Venezuela necesita cambios políticos para lograr recuperación económica real

A partir de enero de este año, Venezuela ha experimentado expectativas de mejoramiento económico impulsadas por reformas legales y el tutelaje geopolítico que ha permitido señales positivas en diversos sectores. Los agentes económicos, factores de poder y la población general han mostrado optimismo respecto a las posibilidades reales de recuperación económica del país, reflejado en indicadores que apuntan a índices de crecimiento superiores a dos dígitos, muy por encima de otros países de la región y el mundo.

Sin embargo, con el transcurso de los días la situación se ha diluido porque el proceso no se ha llevado de manera integral. Persisten los mecanismos operativos orquestados desde el mismo modelo político-institucional que ha caracterizado las últimas dos décadas. La producción petrolera se recupera aceleradamente bajo el formato tutelado, liberando inversión extranjera rápidamente, pero esto no significa que se hayan desmontado los mecanismos institucionales que manejan la renta sin transparencia ni objetividad necesarias para que permeen a toda la sociedad en forma de bienestar genuino.

Bajo el Plan Rubio de tres fases, la concentración económica se ha maximizado mientras las estructuras político-institucionales continúan intactas.
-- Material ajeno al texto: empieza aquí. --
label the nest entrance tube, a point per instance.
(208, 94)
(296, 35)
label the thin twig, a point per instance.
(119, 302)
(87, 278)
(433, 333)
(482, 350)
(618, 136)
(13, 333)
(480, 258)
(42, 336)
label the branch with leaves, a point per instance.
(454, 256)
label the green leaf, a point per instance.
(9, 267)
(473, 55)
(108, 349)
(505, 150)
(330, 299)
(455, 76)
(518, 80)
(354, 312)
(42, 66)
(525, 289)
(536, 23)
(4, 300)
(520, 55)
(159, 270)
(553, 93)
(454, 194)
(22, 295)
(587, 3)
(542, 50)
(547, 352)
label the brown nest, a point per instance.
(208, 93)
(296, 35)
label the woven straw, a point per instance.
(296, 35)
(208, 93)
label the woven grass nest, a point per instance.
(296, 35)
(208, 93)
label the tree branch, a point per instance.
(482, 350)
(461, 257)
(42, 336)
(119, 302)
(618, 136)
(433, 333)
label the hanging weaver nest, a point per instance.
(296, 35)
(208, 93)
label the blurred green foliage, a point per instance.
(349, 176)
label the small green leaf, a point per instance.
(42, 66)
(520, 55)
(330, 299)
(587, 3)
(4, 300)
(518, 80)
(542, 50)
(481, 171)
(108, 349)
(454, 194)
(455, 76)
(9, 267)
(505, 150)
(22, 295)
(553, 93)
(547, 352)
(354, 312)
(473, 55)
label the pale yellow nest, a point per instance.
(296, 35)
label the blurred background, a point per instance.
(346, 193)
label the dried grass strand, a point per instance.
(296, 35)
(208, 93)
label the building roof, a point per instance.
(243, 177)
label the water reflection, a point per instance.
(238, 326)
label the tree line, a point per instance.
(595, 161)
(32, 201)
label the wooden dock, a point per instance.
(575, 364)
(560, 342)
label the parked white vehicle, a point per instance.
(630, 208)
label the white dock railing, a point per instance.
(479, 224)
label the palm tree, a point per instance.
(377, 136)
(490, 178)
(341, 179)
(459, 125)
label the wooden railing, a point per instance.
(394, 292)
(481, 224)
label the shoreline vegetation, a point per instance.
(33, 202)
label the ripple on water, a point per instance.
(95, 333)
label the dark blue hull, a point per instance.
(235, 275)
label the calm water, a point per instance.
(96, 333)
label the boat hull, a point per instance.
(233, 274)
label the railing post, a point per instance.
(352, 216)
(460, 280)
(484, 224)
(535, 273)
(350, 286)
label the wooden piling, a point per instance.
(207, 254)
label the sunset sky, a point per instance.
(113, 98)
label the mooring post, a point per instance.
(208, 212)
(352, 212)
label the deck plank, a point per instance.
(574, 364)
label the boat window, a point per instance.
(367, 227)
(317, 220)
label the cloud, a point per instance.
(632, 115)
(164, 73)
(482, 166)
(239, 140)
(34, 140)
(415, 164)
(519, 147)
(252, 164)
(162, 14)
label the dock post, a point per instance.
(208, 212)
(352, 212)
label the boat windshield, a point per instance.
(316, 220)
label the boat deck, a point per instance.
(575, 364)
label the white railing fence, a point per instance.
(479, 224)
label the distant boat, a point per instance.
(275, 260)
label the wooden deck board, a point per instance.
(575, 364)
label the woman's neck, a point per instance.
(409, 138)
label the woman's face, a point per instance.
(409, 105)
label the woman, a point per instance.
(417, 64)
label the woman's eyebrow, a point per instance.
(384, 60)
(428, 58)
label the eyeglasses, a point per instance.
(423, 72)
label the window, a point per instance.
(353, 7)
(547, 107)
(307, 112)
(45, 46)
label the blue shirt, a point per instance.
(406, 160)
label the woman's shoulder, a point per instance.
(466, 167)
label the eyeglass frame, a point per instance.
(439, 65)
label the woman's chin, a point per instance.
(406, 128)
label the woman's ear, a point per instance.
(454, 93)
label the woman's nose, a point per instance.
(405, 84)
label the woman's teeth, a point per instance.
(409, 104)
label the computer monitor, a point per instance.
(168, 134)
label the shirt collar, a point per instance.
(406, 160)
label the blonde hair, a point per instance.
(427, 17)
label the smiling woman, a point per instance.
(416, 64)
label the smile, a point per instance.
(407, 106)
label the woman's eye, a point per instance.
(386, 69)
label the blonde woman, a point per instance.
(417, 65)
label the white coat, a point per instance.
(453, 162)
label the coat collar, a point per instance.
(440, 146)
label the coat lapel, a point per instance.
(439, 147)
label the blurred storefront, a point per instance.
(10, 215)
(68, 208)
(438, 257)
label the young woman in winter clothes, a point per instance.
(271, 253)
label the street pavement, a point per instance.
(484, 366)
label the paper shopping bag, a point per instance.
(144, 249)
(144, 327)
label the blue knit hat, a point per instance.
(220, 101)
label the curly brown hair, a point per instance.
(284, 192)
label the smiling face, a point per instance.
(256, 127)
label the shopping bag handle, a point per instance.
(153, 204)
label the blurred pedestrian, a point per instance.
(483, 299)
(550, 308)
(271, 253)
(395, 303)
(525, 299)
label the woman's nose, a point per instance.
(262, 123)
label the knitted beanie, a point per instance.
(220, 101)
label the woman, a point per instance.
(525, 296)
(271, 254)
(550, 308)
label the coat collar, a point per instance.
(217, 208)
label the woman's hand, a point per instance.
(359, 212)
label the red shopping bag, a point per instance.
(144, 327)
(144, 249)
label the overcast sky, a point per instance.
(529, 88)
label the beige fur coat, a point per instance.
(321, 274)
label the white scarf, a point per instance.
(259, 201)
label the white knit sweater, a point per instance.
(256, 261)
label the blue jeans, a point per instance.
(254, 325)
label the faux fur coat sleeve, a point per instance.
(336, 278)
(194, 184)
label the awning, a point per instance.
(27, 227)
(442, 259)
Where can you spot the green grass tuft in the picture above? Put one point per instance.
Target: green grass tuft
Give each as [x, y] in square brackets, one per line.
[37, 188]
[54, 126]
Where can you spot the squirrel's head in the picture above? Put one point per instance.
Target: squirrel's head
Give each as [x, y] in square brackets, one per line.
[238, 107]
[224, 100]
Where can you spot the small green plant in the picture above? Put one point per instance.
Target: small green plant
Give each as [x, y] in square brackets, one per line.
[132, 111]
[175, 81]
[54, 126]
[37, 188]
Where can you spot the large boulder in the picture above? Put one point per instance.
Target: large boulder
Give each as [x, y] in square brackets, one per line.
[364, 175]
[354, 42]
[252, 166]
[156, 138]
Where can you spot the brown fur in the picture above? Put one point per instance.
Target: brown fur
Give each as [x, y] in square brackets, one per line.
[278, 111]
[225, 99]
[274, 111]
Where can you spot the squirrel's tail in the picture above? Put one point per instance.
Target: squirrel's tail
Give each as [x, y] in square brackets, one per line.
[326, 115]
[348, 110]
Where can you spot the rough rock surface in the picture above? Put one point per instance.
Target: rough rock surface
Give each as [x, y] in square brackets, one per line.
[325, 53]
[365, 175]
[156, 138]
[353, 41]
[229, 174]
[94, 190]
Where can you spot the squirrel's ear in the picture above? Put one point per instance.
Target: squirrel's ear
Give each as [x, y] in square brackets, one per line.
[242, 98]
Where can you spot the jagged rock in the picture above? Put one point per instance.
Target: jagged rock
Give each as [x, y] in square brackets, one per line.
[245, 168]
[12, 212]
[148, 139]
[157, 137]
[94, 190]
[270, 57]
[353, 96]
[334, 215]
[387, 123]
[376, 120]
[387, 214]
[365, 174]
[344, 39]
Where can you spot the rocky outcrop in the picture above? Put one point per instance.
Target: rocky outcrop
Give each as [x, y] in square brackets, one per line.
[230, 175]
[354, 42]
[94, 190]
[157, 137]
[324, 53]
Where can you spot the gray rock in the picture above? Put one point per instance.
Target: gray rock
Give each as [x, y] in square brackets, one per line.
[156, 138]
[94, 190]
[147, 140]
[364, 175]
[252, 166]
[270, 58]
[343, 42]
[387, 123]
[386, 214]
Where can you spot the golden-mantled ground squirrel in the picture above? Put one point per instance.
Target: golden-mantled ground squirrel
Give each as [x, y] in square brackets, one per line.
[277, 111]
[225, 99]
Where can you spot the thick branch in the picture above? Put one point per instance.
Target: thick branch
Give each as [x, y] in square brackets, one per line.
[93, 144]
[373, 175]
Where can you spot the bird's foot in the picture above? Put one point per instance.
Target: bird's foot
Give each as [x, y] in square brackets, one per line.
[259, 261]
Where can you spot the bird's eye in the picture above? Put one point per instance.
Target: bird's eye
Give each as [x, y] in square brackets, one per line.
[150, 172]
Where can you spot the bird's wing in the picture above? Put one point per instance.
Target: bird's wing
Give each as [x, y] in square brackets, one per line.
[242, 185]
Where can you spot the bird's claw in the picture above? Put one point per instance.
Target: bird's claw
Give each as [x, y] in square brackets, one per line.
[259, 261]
El actual gobierno opera bajo una "metamorfosis" que implementa cambios económicos conforme a exigencias externas, pero no modifica las políticas ni los actores clave en la toma de decisiones internas. Este esquema ralentiza la recuperación y no incide sobre el retorno al pluralismo político, la transparencia institucional ni los contrapesos necesarios para el equilibrio democrático.

La estabilidad institucional resulta fundamental para proyectar grandes reformas económicas transformadoras. Aunque no está vinculada intrínsecamente al accionar político, la polarización de dos décadas desplomó la confianza para procesar diferencias por el poder mediante mecanismos legales consensuados. Países como China, Singapur o Vietnam demuestran que sin competitividad electoral robusta, es posible mantener legitimidad amplia y manejo estatal alineado con proyecciones de desarrollo, pero requieren parámetros de acción pública que Venezuela aún no ha establecido.